1 Overview
In computer graphics, translation, rotation, scaling and projection transformation of geometry are often encountered. Generally, homogeneous coordinates and transformation matrices are involved.
Question: Can two parallel lines intersect?
In Euclidean space (geometry), two parallel lines on the same plane cannot intersect, or never intersect. This is common sense that everyone is familiar with.
However, this is not the case in projected space. For example, the train track in the image below becomes narrower as it moves away from the eye. Finally, the two parallel rails meet at the horizon, a point at infinity.
Euclidean spaces (or Cartesian spaces) are good enough to describe our 2D/3D geometry, but they are not good enough to handle projective spaces (actually, Euclidean geometry is a subset of projective geometry). The Cartesian coordinates of a 2D point can be expressed as (x, y).
What if the point goes to infinity? Points at infinity cannot be represented concretely in Euclidean space. In projective space, parallel lines meet at infinity, but not in Euclidean space.
Solution: homogeneous coordinates
Homogeneous coordinates, proposed by August Ferdinand Möbius (yes, that Möbius circle guy), make graphics and geometric calculations possible in projective spaces. Homogeneous coordinates are a way to represent N-dimensional coordinates with N+1 numbers.
To make 2D homogeneous coordinates, we simply add an extra variable w to the existing coordinates. Thus, a point in Cartesian coordinates, (X, Y) becomes (x, y, w) in homogeneous coordinates. Whereas X and Y in Cartesian coordinates are re-expressed as x, y and w in homogeneous coordinates as
X = x/w
Y = y/wWhy is it called "Qici"?
As mentioned before, in order to convert homogeneous coordinates (x, y, w) to Cartesian coordinates, we simply divide x and y by w.
Converting Homogeneous to Cartesian, we can discover an important fact. Let's see an example below.
As you can see the three points (1, 2, 3), (2, 4, 6) and (4, 8, 12) correspond to the same Euclidean point (1/3, 2/3). And any The number (1a, 2a, 3a) multiplied by a is the same point as (1/3, 2/3) in Euclidean space. Therefore, these points are "homogeneous" because they represent the same point in Euclidean space (or Cartesian space). In other words, homogeneous coordinates are independent of the multiplier a.
Mathematical Proof: Two Parallel Lines Can Intersect
Consider the following linear system in Euclidean space.

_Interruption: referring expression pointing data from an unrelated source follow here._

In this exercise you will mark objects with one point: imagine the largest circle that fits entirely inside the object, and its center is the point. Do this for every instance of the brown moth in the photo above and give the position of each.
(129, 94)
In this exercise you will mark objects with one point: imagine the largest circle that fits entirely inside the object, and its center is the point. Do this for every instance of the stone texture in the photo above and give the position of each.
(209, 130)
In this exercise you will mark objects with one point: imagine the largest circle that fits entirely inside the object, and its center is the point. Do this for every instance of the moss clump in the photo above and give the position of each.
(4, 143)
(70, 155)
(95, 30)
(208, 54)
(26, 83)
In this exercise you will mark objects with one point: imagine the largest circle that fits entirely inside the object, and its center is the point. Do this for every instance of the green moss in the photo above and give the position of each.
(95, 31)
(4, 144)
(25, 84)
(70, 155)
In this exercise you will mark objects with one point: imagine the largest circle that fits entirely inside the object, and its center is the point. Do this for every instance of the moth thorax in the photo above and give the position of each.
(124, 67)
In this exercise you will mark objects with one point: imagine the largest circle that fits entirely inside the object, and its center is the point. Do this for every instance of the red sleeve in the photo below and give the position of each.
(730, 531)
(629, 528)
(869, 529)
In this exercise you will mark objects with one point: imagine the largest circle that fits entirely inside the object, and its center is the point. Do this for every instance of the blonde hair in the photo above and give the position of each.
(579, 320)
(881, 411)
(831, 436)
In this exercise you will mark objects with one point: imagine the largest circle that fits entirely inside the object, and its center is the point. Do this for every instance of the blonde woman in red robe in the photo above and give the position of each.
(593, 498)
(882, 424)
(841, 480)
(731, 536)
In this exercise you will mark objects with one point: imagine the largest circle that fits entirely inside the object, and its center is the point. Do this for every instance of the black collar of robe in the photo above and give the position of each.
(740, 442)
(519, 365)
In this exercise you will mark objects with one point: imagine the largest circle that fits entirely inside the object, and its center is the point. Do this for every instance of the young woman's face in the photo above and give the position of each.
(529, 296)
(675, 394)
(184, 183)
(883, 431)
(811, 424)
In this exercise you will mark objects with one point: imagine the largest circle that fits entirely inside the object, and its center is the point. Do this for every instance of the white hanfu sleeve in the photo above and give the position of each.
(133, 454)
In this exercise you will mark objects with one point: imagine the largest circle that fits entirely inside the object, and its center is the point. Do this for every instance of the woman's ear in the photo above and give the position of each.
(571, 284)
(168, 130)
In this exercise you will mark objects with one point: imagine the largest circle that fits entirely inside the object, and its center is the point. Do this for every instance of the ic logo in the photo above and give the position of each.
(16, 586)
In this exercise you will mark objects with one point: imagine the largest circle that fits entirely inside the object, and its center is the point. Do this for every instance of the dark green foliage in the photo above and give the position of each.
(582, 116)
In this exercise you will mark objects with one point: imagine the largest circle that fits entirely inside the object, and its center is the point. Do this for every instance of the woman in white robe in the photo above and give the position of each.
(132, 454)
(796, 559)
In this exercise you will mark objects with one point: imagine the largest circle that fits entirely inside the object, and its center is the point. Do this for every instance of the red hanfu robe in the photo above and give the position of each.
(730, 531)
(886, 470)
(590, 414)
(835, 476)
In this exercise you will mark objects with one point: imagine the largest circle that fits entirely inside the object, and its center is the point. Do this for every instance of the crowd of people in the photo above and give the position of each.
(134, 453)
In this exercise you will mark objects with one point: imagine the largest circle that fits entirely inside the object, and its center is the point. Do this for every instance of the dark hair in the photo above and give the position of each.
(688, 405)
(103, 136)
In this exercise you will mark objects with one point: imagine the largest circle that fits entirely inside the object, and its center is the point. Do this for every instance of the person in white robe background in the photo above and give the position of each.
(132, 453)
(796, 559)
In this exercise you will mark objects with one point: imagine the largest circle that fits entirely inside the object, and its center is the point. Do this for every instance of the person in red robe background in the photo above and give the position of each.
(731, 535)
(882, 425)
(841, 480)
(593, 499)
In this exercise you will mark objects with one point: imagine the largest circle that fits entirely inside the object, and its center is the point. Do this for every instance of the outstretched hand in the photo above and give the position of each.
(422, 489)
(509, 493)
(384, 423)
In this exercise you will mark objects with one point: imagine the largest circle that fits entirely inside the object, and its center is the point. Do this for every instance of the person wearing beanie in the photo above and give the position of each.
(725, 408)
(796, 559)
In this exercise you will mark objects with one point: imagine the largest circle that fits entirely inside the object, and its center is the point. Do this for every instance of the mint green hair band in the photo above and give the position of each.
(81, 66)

And we know that since C≠D, the above equation has no solution. If C=D, then the two lines are identical (overlapping).
Let's rewrite the equation for projective space, replacing x and y with x/w, y/w respectively.
Now, we have a solution, (x,y,0), because (CD)w=0, ∴w=0. Therefore, two parallel lines intersect at (x,y,0).
(x,y,0) geometrically represents a ray with no starting point and end point, and no length, it only has a direction.
Applications of homogeneous coordinates
Homogeneous coordinates are a very useful basic concept in computer graphics. By adding an extra dimension W, it can be used to scale, rotate, translate, and perspective projection matrix transformations on geometry.
Any N-dimensional homogeneous coordinates, as long as W is not 0, can be converted to a vector of W=1 by dividing each component by W, and then obtain the point value of its N-1-dimensional Euclidean space.
When W=0, this coordinate represents an infinitely long vector, usually representing an N-1-dimensional vector.